US Dollar: Producer Price Data Shows Inflation Pressures Building, to Hold Fed's Feet to the Fire

-Robust producer price data shows inflation uptrend continues.

-Rising inflation pressures hold Federal Reserve's feet to the fire.

-Fed to raise rates each quarter, supporting the USD - for now.

© Adobe Stock

The Dollar advanced Thursday after producer price data showed US inflation pressures continuing to build in July, adding weight to forecasts that rising consumer prices will hold the feet of Federal Reserve officials to a proverbial fire during the quarters ahead. 

July's producer price index, which measures the prices of finished goods and services sold by manufacturers, stalled to a 0% change during the recent month while the annualised pace of price growth dropped 10 basis points to 3.3%.

The core producer price index, which removes volatile energy and food items from the goods basket, rose by only 0.1% for the month and at an annualised pace of 2.7%. 

"Both the headline and core indexes were constrained by a 0.8% drop in the volatile "trade services" component, which measures profit margins for retailers and wholesalers. This is a correction, following a run of big increases; it likely does not mark the start of a sustained run of smaller core PPI numbers," says Ian Shepherdson, chief US economist at Pantheon Macroeconomics. 

All of Thursday's numbers were a fraction below the consensus but despite this the uptrend in inflation pressures remains clear for many observers to see.

Pantheon's Shepherdson says price pressures will build a bit further throughout the rest of the year given a double digit increase in oil prices thus far in 2018.

And he is not the only one, as economists at Capital Economics said Thursday there are signs that President Donald Trump's trade tariffs are beginning to push up production costs for US manufacturers. 

"For now, manufacturers are absorbing some of that cost increase, with PPI core goods final demand inflation edging up to a more modest 2.8%. But with more tariffs in the pipeline and capacity utilisation high, we suspect that it’s only a matter of time before final demand inflation begins to rise more markedly," says Andrew Hunter, an economist at Capital Economics. 

Markets care about price and inflation data because it has direct implications for interest rates. Changes in interest rates, or hints of them being in the cards, are only made in response to changes in domestic inflation but impact currencies because of the push and pull influence they have on international capital flows and their allure for short-term speculators.

"Along with signs that the tightening labour market is pushing wage growth gradually higher, we expect that the keep the Fed raising interest rates once a quarter over the next 12 months," Hunter adds. 
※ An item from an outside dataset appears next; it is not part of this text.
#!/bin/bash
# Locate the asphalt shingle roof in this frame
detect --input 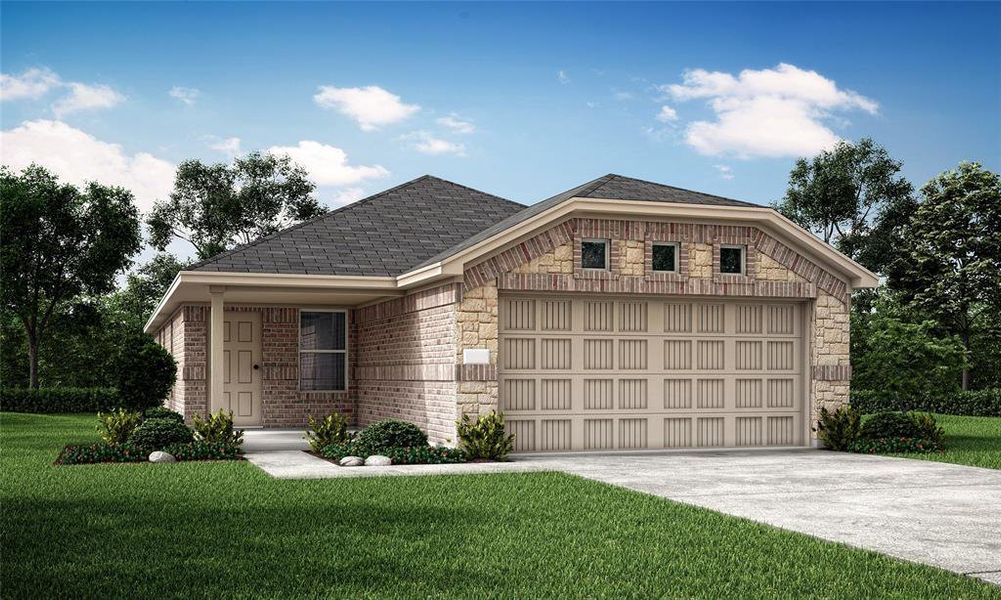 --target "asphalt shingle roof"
[188,175,525,276]
[189,174,759,276]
Both headline and core measures of US consumer prices are already at or above the 2% target of the Federal Reserve. And the personal consumption expenditures (PCE) price index, which is the Fed's preferred measure of US inflation, rose at an annualised pace of 1.9% during June. 

The Federal Reserve has raised interest rates seven times since the end of 2015, taking the Federal Funds rate range to between 1.75% and 2%. Many economists expect it to raise rates so that the top end of that range hits 3.25% around the end of 2019.

Most analysts now agree that superior levels of US economic growth have bolstered the case for the Federal Reserve to keep raising its interest rate, at a time when the interest rate outlook elsewhere in the world has deteriorated, which has incentivised traders into selling other developed world currencies and buying US Dollars.

As a result, the Dollar index converted what was a 4% 2018 loss into a 3.1% gain during the four months since the middle of April, after having fallen by 10% in 2017 and dropping another 4% during the first quarter of 2018. Analysts divided in their forecasts for where the US Dollar will head next.

The US Dollar index was quoted 0.12% higher at 95.20 following the release Thursday while the Pound-to-Dollar rate was 0.09% higher at 1.2888 and the Euro-to-Dollar rate was 0.12% lower at 1.1594.